Foi como alguém me disse. Há um ritual: levantar cedo, dar uma pequena volta, tomar um café na esplanada e ler um pouco. E ler é bom! Como alguém me disse e foi bom de ouvir. «Desse ritual faz parte ler um dos seus textos que são uma delícia.». Tendo em conta a pessoa que o disse, foi uma delícia ouvir isto. E, tendo em conta que continuo a ser uma otimista, acredito que faço bem a alguma gente que me lê e que a partilha genuína é sempre positiva. «Não pare de escrever!» – continuava, desabafando com um certo ar de pesar - (como se isso me fosse possível…). E logo pensei que esta coisa das redes sociais e blogues e outras coisas que tais têm o dom profundamente desconcertante de nos fazer crer na seguinte associação de ideias: não publicas - não fazes; não fazes - deixas de viver; portanto, deixas de existir. Possivelmente, estarás doente, quase às portas da morte. Talvez tenha acontecido um acidente ou estarás com depressão. O mais certo é imaginarem imediatamente que mudaste de país ou de casa. Talvez tenha havido uma discussão ou uma desgraça. Talvez tenha surgido um tsunami que te catapultou para o mar do esquecimento, do marasmo. 

Mas é como alguém disse.
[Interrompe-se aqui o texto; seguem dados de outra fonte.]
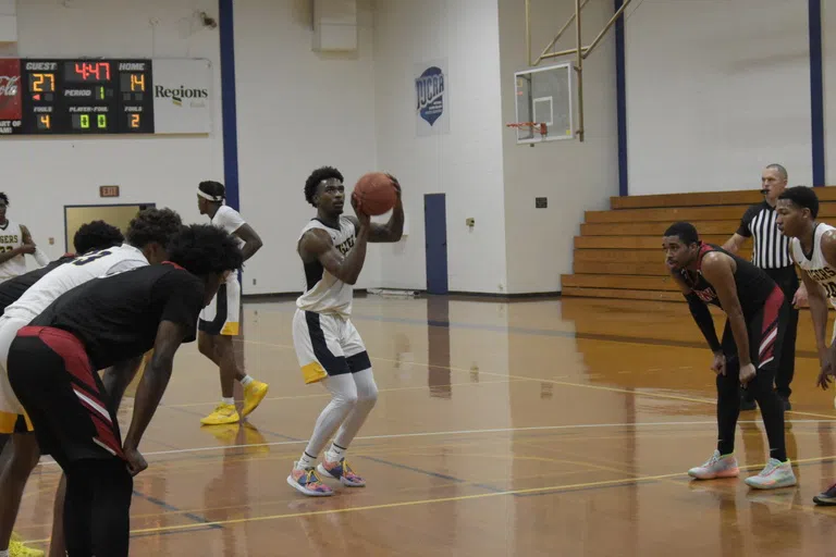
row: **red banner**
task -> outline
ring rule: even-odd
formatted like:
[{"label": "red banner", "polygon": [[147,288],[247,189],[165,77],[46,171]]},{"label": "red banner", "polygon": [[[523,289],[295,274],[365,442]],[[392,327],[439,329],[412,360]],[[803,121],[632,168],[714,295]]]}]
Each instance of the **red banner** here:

Todos sabemos que, por vezes, a vida vai torta, mas logo se endireita porque há um ritual: levantar cada vez mais cedo, fazer uma caminhada, há sempre uma esplanada e um tempinho para algo que nos dá prazer, como ler e escrever um pouco, por exemplo. Eu leio todos os dias um pouco. Eu escrevo todos os dias a lápis ou caneta. Às vezes, sinto necessidade de publicar o resultado deste pequeno e saboroso instante, mas, na maioria das vezes, ficam os escritos e os momentos em privado. Às vezes, escreve-se por escrever, outras vezes escreve-se com alma. É como os dias, umas vezes alegres, outras tristes. Umas vezes há inspiração, outras vezes, há um murmúrio, um sussurro apenas. Outras, um apagão, umas quantas folhas rasgadas. Em todo o caso, vive-se sempre porque é das experiências que surge a matéria do texto. 
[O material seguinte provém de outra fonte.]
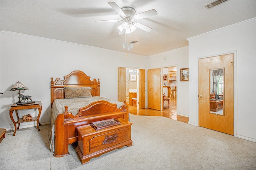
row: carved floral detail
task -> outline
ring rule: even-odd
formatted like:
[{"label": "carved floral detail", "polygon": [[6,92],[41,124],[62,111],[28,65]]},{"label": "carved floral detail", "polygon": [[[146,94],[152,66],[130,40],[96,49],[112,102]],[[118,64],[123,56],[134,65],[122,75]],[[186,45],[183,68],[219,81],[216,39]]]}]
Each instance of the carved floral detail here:
[{"label": "carved floral detail", "polygon": [[104,141],[102,143],[103,145],[108,144],[114,142],[117,139],[117,138],[118,137],[118,135],[116,133],[110,135],[110,137],[108,135],[106,135],[105,136],[105,139]]}]

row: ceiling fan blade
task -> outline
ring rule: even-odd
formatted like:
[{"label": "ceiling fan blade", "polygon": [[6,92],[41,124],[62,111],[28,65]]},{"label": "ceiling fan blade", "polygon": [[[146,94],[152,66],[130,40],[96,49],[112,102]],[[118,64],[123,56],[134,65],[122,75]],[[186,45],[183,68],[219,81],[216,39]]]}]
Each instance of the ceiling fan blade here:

E, num desses dias, em que estava, de forma saborosa, sentada a ler o que os outros escrevem, lembrei-me desta conversa com este alguém que me disse que tinha por ritual ler os meus textos. E pensei que gostaria de dizer, ao escritor daquele livro que andava a ler, exatamente o mesmo - «Gosto de ler os seus textos!». E, enquanto lia, os músculos da língua mexiam-se quase impercetivelmente. E pensava que, enquanto se lê, cria-se imagens (as dessa pessoa que se cruzam com as nossas). E há sempre uma ou outra palavra que chama por nós, nos acende ou nos petrifica. E em todo este processo há um caminho que vai sendo feito em prol do enriquecimento cerebral. E da leitura à escrita, no meu caso, vai um passo pequenino. Portanto, aquilo que tinha sido uma conversa vivida passava agora para o papel para que os outros a recordassem e a lessem. E (quem sabe!) servisse de inspiração para que alguém escrevesse ou começasse a ler mais um bocadinho. E quem diz ler, diz passear, criar um pequeno instante de prazer.
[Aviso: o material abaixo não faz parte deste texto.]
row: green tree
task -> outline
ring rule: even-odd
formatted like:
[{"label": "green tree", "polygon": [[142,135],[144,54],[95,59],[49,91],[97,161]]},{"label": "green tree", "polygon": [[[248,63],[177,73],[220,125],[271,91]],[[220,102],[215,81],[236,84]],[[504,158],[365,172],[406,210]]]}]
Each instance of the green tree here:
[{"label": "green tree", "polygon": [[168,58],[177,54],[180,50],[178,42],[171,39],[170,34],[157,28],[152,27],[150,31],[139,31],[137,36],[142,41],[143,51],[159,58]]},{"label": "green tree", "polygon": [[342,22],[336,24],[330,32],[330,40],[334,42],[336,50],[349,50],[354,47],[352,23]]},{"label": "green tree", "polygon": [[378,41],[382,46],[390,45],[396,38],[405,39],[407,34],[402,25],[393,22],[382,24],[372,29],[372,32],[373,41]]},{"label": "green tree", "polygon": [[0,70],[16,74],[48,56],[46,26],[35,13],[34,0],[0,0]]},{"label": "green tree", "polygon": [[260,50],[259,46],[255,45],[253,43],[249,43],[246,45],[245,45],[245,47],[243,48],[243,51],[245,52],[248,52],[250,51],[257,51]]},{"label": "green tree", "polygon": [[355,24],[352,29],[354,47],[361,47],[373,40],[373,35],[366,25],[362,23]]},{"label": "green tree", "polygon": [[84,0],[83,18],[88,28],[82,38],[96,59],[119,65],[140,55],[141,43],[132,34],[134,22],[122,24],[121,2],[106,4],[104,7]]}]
Ora, posto isto, talvez não seja má ideia esta a de comunicar consigo.

Comigo?!!

Sim, consigo mesmo.  Aquele que me disse, há uns dias, que havia um ritual que foi bom de ouvir. Se me está a ler neste momento, aí sentado nessa cadeira de esplanada, a tomar o seu café, sorria! Está a ser alvo de consideração neste texto. Tenho a dizer-lhe que gosto muito de sentir que dedica um minuto do seu dia para ler e para sentir o que lhe escrevo. E espero que aquilo que lê contribua tanto para a sua paz como contribui para a minha, quando escrevo. Só isto!